How to create a spectrogram with SciPy

A spectrogram turns a time-domain signal into a frequency-by-time view, which makes changing tones visible in audio, vibration, and sensor measurements. SciPy can calculate the power matrix with ShortTimeFFT.spectrogram(), while Matplotlib can save the plot for inspection or reports.

For new SciPy code, use ShortTimeFFT instead of the legacy scipy.signal.spectrogram() function. The ShortTimeFFT object stores the sample rate, window length, overlap, and scaling once, then reuses those settings for the frequency bins, time slices, and spectrogram values.

A synthetic two-second signal that changes from 50 Hz to 150 Hz makes the output easy to verify. The script checks the spectrogram dimensions, confirms the dominant frequency before and after the transition, and writes spectrogram.png for visual review.
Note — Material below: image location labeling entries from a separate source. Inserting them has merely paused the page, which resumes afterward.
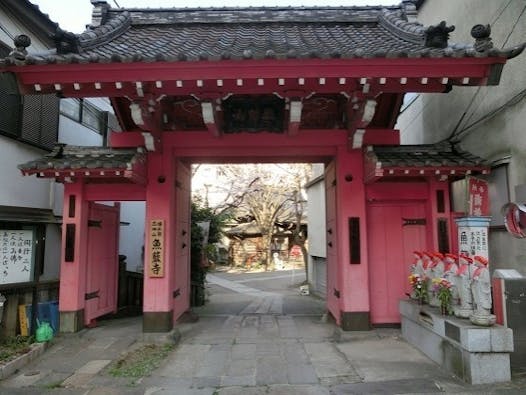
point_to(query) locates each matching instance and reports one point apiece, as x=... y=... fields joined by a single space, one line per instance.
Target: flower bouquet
x=419 y=285
x=442 y=289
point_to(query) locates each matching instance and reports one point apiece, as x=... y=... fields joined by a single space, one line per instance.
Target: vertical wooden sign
x=16 y=256
x=478 y=193
x=156 y=267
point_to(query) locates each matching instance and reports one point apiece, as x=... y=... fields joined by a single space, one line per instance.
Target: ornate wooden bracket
x=295 y=108
x=360 y=113
x=211 y=117
x=147 y=114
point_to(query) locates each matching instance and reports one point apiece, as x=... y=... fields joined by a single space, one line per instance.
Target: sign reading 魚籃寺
x=156 y=266
x=473 y=236
x=478 y=197
x=16 y=256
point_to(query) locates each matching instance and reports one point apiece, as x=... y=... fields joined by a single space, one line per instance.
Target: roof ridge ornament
x=481 y=34
x=99 y=15
x=436 y=36
x=410 y=11
x=66 y=42
x=403 y=26
x=19 y=52
x=483 y=43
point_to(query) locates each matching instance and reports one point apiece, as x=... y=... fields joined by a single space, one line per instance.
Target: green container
x=44 y=332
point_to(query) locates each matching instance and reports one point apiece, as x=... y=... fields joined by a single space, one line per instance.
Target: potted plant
x=419 y=285
x=442 y=288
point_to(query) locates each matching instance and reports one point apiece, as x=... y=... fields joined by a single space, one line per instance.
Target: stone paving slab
x=416 y=386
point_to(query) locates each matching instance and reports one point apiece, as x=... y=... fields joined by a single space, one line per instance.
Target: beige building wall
x=487 y=121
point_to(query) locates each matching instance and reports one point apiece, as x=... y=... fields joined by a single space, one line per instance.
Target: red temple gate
x=295 y=84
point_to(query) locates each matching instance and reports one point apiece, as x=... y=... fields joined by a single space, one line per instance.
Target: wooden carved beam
x=147 y=115
x=211 y=117
x=361 y=111
x=295 y=108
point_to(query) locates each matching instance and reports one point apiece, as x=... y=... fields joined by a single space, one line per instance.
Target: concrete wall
x=131 y=238
x=316 y=226
x=487 y=121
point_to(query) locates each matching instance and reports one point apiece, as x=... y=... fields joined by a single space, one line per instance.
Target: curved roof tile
x=150 y=35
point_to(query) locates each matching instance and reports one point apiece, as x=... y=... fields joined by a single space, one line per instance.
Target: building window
x=40 y=120
x=32 y=119
x=71 y=108
x=85 y=113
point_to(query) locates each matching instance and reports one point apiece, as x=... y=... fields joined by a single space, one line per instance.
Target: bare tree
x=268 y=194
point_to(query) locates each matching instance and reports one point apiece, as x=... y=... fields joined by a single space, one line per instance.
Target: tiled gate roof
x=125 y=35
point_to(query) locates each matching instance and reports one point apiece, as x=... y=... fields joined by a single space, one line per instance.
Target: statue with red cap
x=481 y=290
x=450 y=271
x=463 y=281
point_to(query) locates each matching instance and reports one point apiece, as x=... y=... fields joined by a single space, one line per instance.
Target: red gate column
x=352 y=241
x=159 y=254
x=73 y=258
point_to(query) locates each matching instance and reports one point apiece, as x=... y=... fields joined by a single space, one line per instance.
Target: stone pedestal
x=477 y=355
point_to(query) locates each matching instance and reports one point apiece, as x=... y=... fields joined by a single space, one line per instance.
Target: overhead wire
x=455 y=135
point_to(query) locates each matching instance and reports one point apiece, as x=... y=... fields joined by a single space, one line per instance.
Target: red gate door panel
x=333 y=302
x=393 y=236
x=103 y=261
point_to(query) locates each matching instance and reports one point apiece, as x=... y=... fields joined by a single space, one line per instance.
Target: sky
x=74 y=15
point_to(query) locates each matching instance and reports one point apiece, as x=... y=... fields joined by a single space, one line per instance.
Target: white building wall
x=487 y=121
x=131 y=240
x=317 y=234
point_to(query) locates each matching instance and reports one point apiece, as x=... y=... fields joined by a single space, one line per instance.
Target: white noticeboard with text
x=16 y=255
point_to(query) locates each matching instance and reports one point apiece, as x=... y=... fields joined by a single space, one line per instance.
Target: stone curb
x=14 y=365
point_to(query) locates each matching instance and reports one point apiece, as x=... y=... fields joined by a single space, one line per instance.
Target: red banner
x=478 y=197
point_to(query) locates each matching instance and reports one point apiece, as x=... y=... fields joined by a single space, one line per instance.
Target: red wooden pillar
x=352 y=241
x=73 y=258
x=159 y=253
x=440 y=230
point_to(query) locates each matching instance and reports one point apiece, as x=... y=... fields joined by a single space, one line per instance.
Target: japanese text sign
x=16 y=256
x=156 y=264
x=478 y=197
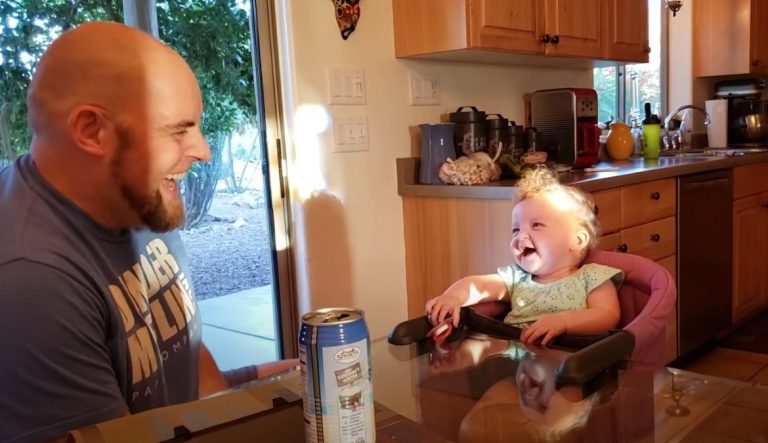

Steps to create a spectrogram with SciPy:

  1. Create a script named spectrogram_create.py that builds a two-tone signal and saves the spectrogram plot.
    spectrogram_create.py
    import numpy as np
    import matplotlib.pyplot as plt
    from scipy.signal import ShortTimeFFT
     
    sample_rate = 800.0
    duration = 2.0
    sample_count = int(sample_rate * duration)
    t = np.arange(sample_count) / sample_rate
     
    signal = np.where(
        t < 1.0,
        np.sin(2 * np.pi * 50 * t),
        np.sin(2 * np.pi * 150 * t),
    )
     
    nperseg = 128
    noverlap = 96
     
    sft = ShortTimeFFT.from_window(
        "hann",
        fs=sample_rate,
        nperseg=nperseg,
        noverlap=noverlap,
        scale_to="psd",
    )
     
    power = sft.spectrogram(signal)
    times = sft.t(signal.size)
    freqs = sft.f
     
    early_columns = (times >= 0.1) & (times < 0.8)
    late_columns = (times > 1.2) & (times <= 1.9)
    early_profile = power[:, early_columns].mean(axis=1)
    late_profile = power[:, late_columns].mean(axis=1)
     
    power_db = 10 * np.log10(np.maximum(power, 1e-12))
     
    fig, ax = plt.subplots(figsize=(7, 4))
    mesh = ax.pcolormesh(times, freqs, power_db, shading="auto")
    ax.set_title("SciPy ShortTimeFFT spectrogram")
    ax.set_xlabel("Time (s)")
    ax.set_ylabel("Frequency (Hz)")
    ax.set_ylim(0, 220)
    fig.colorbar(mesh, ax=ax, label="PSD (dB)")
    fig.tight_layout()
    fig.savefig("spectrogram.png", dpi=150)
    plt.close(fig)
     
    print(f"signal samples: {signal.size}")
    print(f"frequency bins: {freqs.size}")
    print(f"time slices: {times.size}")
    print(f"spectrogram shape: {power.shape}")
    print(f"dominant early frequency: {freqs[np.argmax(early_profile)]:.1f} Hz")
    print(f"dominant late frequency: {freqs[np.argmax(late_profile)]:.1f} Hz")
    print("saved plot: spectrogram.png")

    nperseg sets the window length in samples, and noverlap controls how many samples adjacent windows share. scale_to=“psd” scales each column as a power spectral density before spectrogram() squares the short-time Fourier transform.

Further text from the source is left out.